We have fallen into more than a “troubling discourse” in my opinion. Our discourse has indeed become one of violence, and our view is that of de-meaning people who are according to the article cited above “knowing other-wise”. Our concrete, linear, at-earth type of arguments about the Mind is growing to catastrophic heights. It is time to stop, to think, to feel, to explore our Connectedness on different levels. This apocalyptic demography of suffering is our own doing, our own creation. What is the basis of our discomfort around dementia? Maybe fear? Or maybe as Athul Gawande points out it is based on the fact that IF we indeed consider the Self (Soul) of someone living with dementia, we would have to seriously reconsider the way we treat them…we would not ship them off to the “frail care”, we would not stop visiting them, we would not lie to them, chemically restrain them, shut them out from the world. We would have to honour their knowing other-wise…
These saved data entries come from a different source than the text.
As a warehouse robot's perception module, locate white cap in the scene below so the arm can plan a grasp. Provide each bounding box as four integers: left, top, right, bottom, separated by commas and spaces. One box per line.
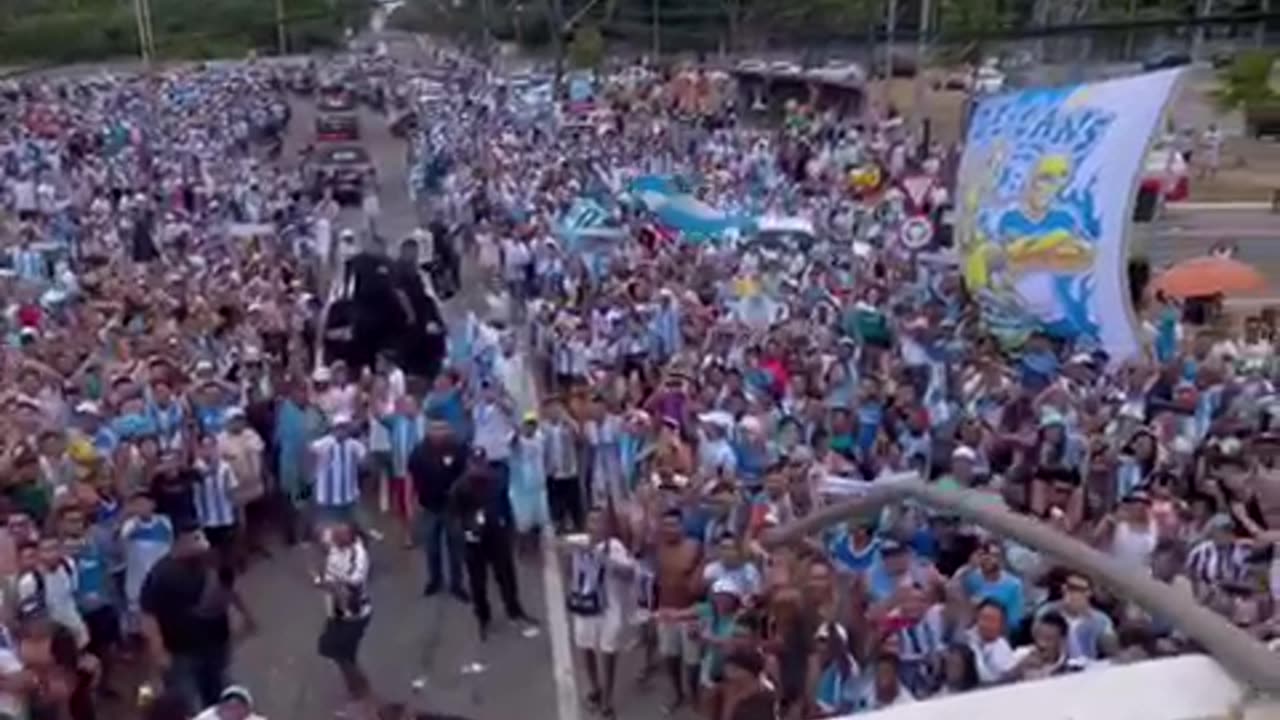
75, 401, 101, 416
952, 445, 977, 462
330, 412, 353, 426
312, 367, 333, 383
219, 685, 254, 707
225, 407, 246, 421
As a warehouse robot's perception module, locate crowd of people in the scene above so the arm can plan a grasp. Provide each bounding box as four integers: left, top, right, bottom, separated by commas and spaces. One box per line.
439, 61, 1280, 720
0, 39, 1278, 720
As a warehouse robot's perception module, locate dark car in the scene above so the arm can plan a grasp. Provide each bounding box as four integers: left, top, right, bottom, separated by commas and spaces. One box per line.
1142, 51, 1191, 72
315, 114, 360, 142
318, 89, 358, 114
305, 145, 374, 203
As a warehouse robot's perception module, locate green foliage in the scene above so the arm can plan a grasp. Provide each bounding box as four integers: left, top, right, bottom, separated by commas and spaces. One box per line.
0, 0, 363, 63
938, 0, 1010, 41
1213, 50, 1278, 111
568, 24, 605, 68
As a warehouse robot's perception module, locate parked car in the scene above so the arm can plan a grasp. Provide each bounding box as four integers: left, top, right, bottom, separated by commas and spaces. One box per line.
304, 145, 375, 203
1141, 144, 1190, 202
973, 65, 1006, 94
1246, 102, 1280, 139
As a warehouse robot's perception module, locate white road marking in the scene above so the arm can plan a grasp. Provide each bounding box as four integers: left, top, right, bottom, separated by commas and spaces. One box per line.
514, 365, 580, 720
540, 523, 581, 720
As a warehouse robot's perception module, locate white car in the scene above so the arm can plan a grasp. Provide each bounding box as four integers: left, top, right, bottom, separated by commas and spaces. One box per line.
808, 62, 865, 85
973, 65, 1006, 94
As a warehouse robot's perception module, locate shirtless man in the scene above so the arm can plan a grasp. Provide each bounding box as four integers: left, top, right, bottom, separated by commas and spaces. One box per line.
654, 507, 702, 713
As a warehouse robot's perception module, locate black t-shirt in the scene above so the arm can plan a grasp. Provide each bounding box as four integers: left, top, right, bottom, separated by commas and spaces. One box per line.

The images and words associated with dementia that are currently mainstream create more fear, sometimes almost verging on hate speech! How could we even think of saying that someone is no longer their own Self? Who are they then? “Just” an empty shell? It would seem that this “form of inter-relational violence” is totally acceptable to most people. How do we stop it? I don’t know. What I do know is that when I get over feeling angry and frustrated, I am filled with immense sadness… (Being in Vienna, seeing the show Cabaret, seeing the right-wing political posters, I cannot help but be reminded of Naziism and the way that people spoke about Jewish people. It became the mainstream rhetoric, demeaning, joking, degrading, dehumanising. Popular propaganda at the time swept millions of people up creating one of the biggest tragedies in our human history.) Millions of people are living with memory loss globally, let us not make ourselves guilty of another genocide, this time one of the Soul.
Let’s think about how we degrade, dehumanise, and de-mean people living with dementia. Let’s start to be mindful of our thoughts about “them”, and the way that we speak about “them”. The way that we accept the treatment of “them”… It is time to rise up, speak out, and create a new language around people who know other-wise. It is the right thing to do.